?子弹头和纹身男坐在地上望着王叔,还没弄清楚是怎么回事。几秒后,子弹头站了起来,对王叔怒吼道:“咋啦,老头子,现在没警察查驾照,你就放开性子开车了?”
“我看他是来坏我们事的。”纹身男边说边站了起来,然后抽出腰间的铁锤。
王叔完全不理他们,紧握着手里的扳手,一步步朝他们靠近。纹身男见来者不善,忙把铁锤塞到子弹头手里,说:“你先上,做掉他。”
子弹头接过铁锤,不屑道:“一个糟老头子你也怕?这样,你躲远一点,看我两招之内放倒他。
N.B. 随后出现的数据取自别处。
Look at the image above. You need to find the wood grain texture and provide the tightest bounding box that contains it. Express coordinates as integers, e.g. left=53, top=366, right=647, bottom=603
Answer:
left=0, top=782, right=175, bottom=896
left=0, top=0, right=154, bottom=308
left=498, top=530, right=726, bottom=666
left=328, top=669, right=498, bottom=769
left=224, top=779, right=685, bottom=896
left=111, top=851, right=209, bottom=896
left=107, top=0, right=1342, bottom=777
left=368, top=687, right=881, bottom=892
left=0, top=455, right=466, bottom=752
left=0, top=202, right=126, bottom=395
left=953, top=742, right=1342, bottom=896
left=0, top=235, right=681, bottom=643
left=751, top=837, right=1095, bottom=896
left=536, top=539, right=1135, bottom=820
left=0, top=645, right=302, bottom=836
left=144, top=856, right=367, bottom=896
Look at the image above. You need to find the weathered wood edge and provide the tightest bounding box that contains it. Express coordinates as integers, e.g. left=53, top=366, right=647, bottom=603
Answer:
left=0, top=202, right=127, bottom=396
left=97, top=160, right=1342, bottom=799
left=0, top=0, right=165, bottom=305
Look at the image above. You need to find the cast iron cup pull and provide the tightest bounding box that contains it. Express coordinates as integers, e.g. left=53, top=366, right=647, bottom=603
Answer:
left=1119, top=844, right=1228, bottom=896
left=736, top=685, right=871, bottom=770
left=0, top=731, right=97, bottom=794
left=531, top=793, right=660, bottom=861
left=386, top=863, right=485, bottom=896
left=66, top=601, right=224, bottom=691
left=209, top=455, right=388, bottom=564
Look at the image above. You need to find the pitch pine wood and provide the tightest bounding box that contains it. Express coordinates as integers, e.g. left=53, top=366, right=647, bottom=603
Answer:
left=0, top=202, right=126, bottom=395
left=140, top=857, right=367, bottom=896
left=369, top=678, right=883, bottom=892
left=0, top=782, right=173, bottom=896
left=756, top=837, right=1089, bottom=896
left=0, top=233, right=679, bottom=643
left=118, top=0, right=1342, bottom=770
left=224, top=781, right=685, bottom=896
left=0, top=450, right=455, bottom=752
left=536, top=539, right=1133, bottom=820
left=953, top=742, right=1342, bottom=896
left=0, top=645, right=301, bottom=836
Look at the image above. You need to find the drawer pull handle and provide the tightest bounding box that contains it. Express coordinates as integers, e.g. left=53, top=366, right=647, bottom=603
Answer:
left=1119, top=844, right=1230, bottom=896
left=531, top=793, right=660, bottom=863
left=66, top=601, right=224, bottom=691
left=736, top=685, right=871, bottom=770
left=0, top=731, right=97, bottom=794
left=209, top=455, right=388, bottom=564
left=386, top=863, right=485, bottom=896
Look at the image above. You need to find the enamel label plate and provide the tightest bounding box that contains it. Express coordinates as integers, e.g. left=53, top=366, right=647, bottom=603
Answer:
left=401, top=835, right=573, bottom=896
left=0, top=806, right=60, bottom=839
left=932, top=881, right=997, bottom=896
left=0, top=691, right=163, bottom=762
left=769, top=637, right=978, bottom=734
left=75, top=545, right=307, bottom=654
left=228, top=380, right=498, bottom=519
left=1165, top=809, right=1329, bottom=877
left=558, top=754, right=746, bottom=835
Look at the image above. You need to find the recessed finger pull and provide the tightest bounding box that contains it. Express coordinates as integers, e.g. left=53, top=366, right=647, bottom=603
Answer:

”
说完子弹头手持榔头朝王叔走了过去。
看样子他们马上就要打起来了。说实话,我真为王叔捏一把汗,毕竟子弹头年轻气盛,胆子又大。王叔虽然是部队出身,但就像他自己承认的那样,他现在老了。
王叔保持着步子的节奏,看起来丝毫不惧怕朝他快步走来的子弹头。
“老头儿,你可别怪我,要怪就怪你不会开车,差点把我哥俩交代在这里,要是我脾气好点,就原谅你了。”子弹头笑着说。他离王叔只有十来步的距离了。
“可惜我脾气不好。”子弹头接着说,说着右手就将榔头举了起来。
这句话刚说完,王叔冷笑了一声,突然就将扳手朝子弹头甩了过去。子弹头来不及躲闪,扳手直接就击中了他的肚子。这一下肯定比他刚才踢我肚子还痛。子弹头吃疼,大叫一声后甩掉手里的铁锤,捂着肚子蜷缩在地。王叔变快步子走过去,几脚踢开地上的子弹头,将扳手捡回手里。子弹头在地上翻滚着,望着站在他面前的王叔,想骂又说不出话来。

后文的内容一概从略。